Large-scale deep learning models are changing the way we think about images of homes on our platform.
Authors: Shijing Yao, Qiang Zhu
Airbnb is a marketplace featuring millions of homes. Travelers around the world search on the platform and discover the best homes for their trips. Aside from location and price, listing photos are one of the most critical factors for decision-making during a guest’s search journey. However until very recently, we knew very little about these important photos. When a guest interacted with listing photos of a home, we had no way to help guests find the most informative images, ensure the information conveyed in the photos was accurate or advise hosts about how to improve the appeal of their images in a scalable way.
Thanks to the recent advancement in computer vision and deep learning, we are able to leverage technology to solve these problems at scale. We started with a project that aimed to categorize our listing photos into different room types. For one thing, categorization makes possible a simple home tour where photos with the same room type can be grouped together. For another, categorization makes it much easier to validate the number of certain rooms and check whether the basic room information is correct. Going forward, we believe there are lots of exciting opportunities to further enhance our knowledge of image content on Airbnb. We will show some examples at the end of this post.
The ability to correctly classify the room type for a given listing photo is incredibly useful for optimizing the user experience. On the guest side, it facilitates re-ranking and re-layout of photos based on distinct room types so that the ones people are most interested in will be surfaced first. On the host side, it helps us automatically review listings to ensure they abide by our marketplace’s high standards. Accurate photo categorization is the backbone for these core functions.
The first batch of room types we sought to classify included Bedrooms, Bathrooms, Living Rooms, Kitchens, Swimming Pools and Views. We expect to add other room types based on the needs from product teams.
The room-type classification problem largely resembles the ImageNet classification problem except that our model outcomes are customized room- types. This makes the off-the-shelf state-of-the-art deep neural network (DNN) models such as like VGG, ResNet and Inception not directly applicable in our case. There are a number of great posts online which tell people how to cope with this issue. Basically we should 1) modify the last (top) few layers of the DNN to make sure the output dimension matches ours and 2) re-train the DNN to certain degree and achieve satisfactory performance. After a few experiments with these models, we chose ResNet50 as our powerhouse due to its good balance between model performance and computation time.

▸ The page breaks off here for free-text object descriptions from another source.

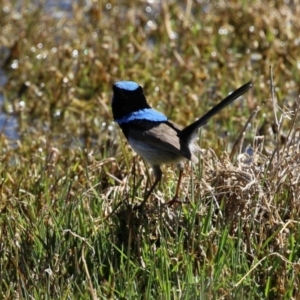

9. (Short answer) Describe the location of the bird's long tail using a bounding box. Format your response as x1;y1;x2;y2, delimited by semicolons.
180;81;253;142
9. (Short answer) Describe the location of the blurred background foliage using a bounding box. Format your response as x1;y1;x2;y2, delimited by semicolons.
0;0;300;299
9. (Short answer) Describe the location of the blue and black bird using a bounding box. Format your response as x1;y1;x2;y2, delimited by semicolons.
112;80;252;206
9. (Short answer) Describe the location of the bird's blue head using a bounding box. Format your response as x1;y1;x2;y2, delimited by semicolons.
112;81;151;120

To make it compatible with our use case, we added two extra fully connected layers and a Softmax activation in the end. We also experimented with a few training options, which will be discussed in the next section.
Re-train a Modified ResNet50
Re-training ResNet50 falls in three scenarios:
- Keep the base ResNet50 model fixed and only re-train the added two layers using minimal data. This is also often called fine-tuning.

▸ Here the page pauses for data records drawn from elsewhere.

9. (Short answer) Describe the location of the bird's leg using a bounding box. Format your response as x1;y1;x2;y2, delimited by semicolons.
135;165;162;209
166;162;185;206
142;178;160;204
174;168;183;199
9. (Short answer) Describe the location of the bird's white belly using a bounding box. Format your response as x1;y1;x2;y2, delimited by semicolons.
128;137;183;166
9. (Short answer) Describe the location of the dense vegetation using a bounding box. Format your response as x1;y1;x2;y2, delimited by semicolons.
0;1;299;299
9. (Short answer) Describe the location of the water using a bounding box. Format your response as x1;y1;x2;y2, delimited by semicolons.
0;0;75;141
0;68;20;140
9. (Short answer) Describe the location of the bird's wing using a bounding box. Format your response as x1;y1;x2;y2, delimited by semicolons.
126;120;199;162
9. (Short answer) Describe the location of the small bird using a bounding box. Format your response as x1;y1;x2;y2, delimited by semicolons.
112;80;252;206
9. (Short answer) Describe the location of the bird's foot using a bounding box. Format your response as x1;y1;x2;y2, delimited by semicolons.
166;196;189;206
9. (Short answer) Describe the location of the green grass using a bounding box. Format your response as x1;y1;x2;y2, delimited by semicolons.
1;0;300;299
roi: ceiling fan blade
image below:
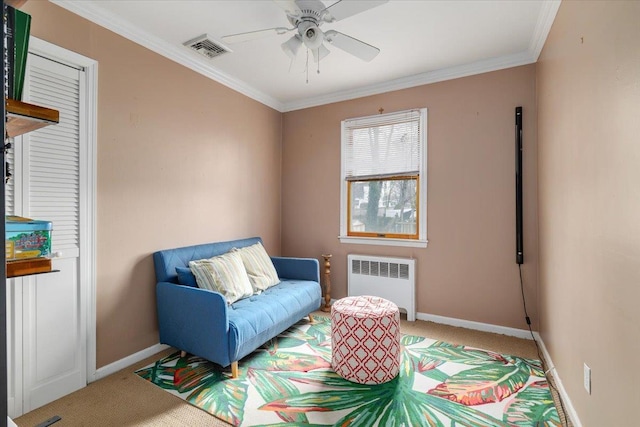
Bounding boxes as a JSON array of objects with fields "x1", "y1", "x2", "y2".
[
  {"x1": 311, "y1": 44, "x2": 331, "y2": 63},
  {"x1": 222, "y1": 27, "x2": 291, "y2": 44},
  {"x1": 324, "y1": 30, "x2": 380, "y2": 62},
  {"x1": 273, "y1": 0, "x2": 303, "y2": 17},
  {"x1": 323, "y1": 0, "x2": 388, "y2": 22}
]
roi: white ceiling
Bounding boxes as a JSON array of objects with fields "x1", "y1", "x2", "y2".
[{"x1": 51, "y1": 0, "x2": 560, "y2": 112}]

- Do the same fine tuning as in 1, but with much more data.
- Re-train the whole modified ResNet50 from scratch.
Most of the online tutorials use the first approach because it’s fast and usually leads to decent results. We tried the first approach and indeed got some reasonable initial results. However in order to launch high-quality image product, we needed to improve the model performance dramatically — ideally achieving 95%+ precision, and 80%+ recall.

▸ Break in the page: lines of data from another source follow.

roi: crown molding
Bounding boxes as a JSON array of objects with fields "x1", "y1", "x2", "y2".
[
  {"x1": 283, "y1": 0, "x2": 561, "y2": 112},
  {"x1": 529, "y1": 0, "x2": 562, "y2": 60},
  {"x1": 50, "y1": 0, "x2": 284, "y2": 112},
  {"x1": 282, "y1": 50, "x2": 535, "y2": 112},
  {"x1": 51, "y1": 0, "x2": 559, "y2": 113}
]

To achieve high precision and high recall simultaneously, we realized using massive data to re-train the DNN was inevitable. However there were two major challenges: 1) Even though we had lots of listing photos uploaded by hosts, we didn’t have accurate room-type labels associated with them, if any at all. 2) Re-training a DNN like ResNet50 was highly non-trivial — There were more than 25 million parameters to train and this required substantial GPU support. These two challenges will be addressed in the next two sections.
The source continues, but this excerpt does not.